Christoph's discontinued database theory slides

This page makes a subset of the database theory slides that I have created in the past available to the public, specifically to lecturers who might want to use all or part of this material in their courses. For this reason, I put these SLIDES AND THEIR LATEX SOURCES in the PUBLIC DOMAIN. I have created these slides entirely myself, and think that the inspiration that I may have derived from other works is covered by fair use. I make NO WARRANTIES for the correctness of the content of these slides or that they are fit for any particular purpose. If you find mistakes, I'd be interested in hearing about it.

Since these slides are in the public domain, you may use or modify them in any way you like. In particular, it is ok to call them your slides and not to acknowledge me. However, if you find the slides useful, I ask you to sign my blog article announcing the creation of this page (i.e., post a comment), and to say something nice.

Note that this is not a course page, and it is not representative of the courses that I teach or have taught in the past. The slides made available here focus on certain aspects of logic and finite model theory. By themselves, I do not think they make an interesting or self-contained course. I have currently no plans to release my other DB theory slides here, but this may change in the future.

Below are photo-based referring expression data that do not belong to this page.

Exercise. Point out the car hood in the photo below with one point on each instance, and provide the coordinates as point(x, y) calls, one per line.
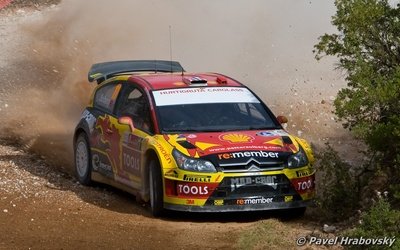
point(247, 143)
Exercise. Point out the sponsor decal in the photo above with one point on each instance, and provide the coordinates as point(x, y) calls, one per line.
point(100, 166)
point(109, 142)
point(131, 163)
point(172, 173)
point(255, 201)
point(132, 141)
point(197, 178)
point(268, 180)
point(4, 3)
point(235, 155)
point(194, 190)
point(218, 202)
point(236, 138)
point(302, 173)
point(304, 184)
point(203, 95)
point(266, 133)
point(272, 133)
point(89, 118)
point(163, 152)
point(289, 198)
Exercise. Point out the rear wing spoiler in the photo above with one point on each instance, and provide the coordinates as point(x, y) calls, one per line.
point(101, 71)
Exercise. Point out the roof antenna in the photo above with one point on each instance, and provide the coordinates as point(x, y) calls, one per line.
point(170, 45)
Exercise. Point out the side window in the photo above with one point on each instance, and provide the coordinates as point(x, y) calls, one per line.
point(106, 96)
point(135, 105)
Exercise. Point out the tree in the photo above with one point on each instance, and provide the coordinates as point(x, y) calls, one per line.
point(367, 44)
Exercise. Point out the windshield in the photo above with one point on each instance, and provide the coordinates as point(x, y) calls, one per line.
point(214, 117)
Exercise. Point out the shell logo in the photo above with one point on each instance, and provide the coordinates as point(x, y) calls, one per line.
point(236, 138)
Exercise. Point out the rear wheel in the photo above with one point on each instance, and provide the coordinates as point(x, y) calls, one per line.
point(83, 163)
point(156, 189)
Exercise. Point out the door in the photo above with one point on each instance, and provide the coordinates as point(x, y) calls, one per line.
point(134, 104)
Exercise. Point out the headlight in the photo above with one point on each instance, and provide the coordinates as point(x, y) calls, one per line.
point(191, 164)
point(298, 160)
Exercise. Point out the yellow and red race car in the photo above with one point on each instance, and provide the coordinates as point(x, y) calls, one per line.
point(198, 142)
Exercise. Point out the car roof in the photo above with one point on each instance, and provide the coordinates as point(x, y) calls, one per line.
point(158, 81)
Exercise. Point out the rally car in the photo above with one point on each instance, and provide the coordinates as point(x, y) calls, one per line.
point(200, 142)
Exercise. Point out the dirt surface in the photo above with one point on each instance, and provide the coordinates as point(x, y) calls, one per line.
point(41, 204)
point(42, 208)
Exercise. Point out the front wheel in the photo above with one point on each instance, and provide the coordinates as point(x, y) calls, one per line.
point(83, 164)
point(156, 189)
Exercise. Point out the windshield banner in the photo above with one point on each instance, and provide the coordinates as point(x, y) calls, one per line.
point(203, 95)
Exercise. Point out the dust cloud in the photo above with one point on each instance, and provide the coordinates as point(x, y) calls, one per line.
point(266, 45)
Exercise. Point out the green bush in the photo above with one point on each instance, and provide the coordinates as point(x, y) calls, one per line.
point(380, 221)
point(337, 187)
point(367, 45)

	Lecture	English slides	German slides	Remarks
	First-order Logic and Relational Calculus #1:  Syntax and Semantics of FO; examples; typical beginner's mistakes	.tex .pdf	.tex .pdf
	First-order Logic and Relational Calculus #2:  Relational domain calculus; methodology for getting from a prose specification to a calculus query.	.tex .pdf	.tex .pdf	I found these slides quite useful, even for undergraduate database systems teaching.
	First-order Logic and Relational Calculus #3:  Domain independence, range restriction, Codd's theorem and its proof, and many examples of the mapping from FO to relational algebra.	.tex .pdf	n/a	My proof makes heavy use of the active domain relation (which is easily definable in relational algebra). This makes the proof less intelligent than the one, say, in Abiteboul-Hull-Vianu, but also much shorter and simpler.
	Failure of Compactness in the Finite: Motivates EF games and 01 laws	n/a	.tex .pdf	Reachability argument is from Libkin, Elements of Finite Model Theory, if I remember well.
	Ehrenfeucht-Fraïssé Games #1: Definition of EF games; many examples with game trees; proof of the methodology theorem using just games trees in both proof directions.	.tex .pdf	.tex .pdf	The proof uses a near minimal amount of machinery and is as elementary as I could make it. I think this helps computer science students, but mathematicians will have seen more elegant proofs.
	Ehrenfeucht-Fraïssé Games #2: Composition lemmata and some example inexpressibility proofs.	.tex .pdf	.tex .pdf	Some inspiration was taken from Phokion Kolaitis' beautiful slides.
	Zero-one Laws: Definitions and one long proof.	.tex .pdf	.tex .pdf	I constructed some -- as I think minimal -- graphs that satisfy certain extension axioms. Haven't seen these anywhere else before. Hopefully useful.
	Automata and Decidability of MSO on Strings and Trees: I give a fully executed translation from an MSO formula (on finite strings) to an automaton. Haven't seen this before in the literature -- this might be a great help for not so confident students, because it really only requires undergraduate-level automata theory.	.tex .pdf	n/a	The part on infinite objects is sloppy in that I do not give a construction for complementing automata on infinite objects.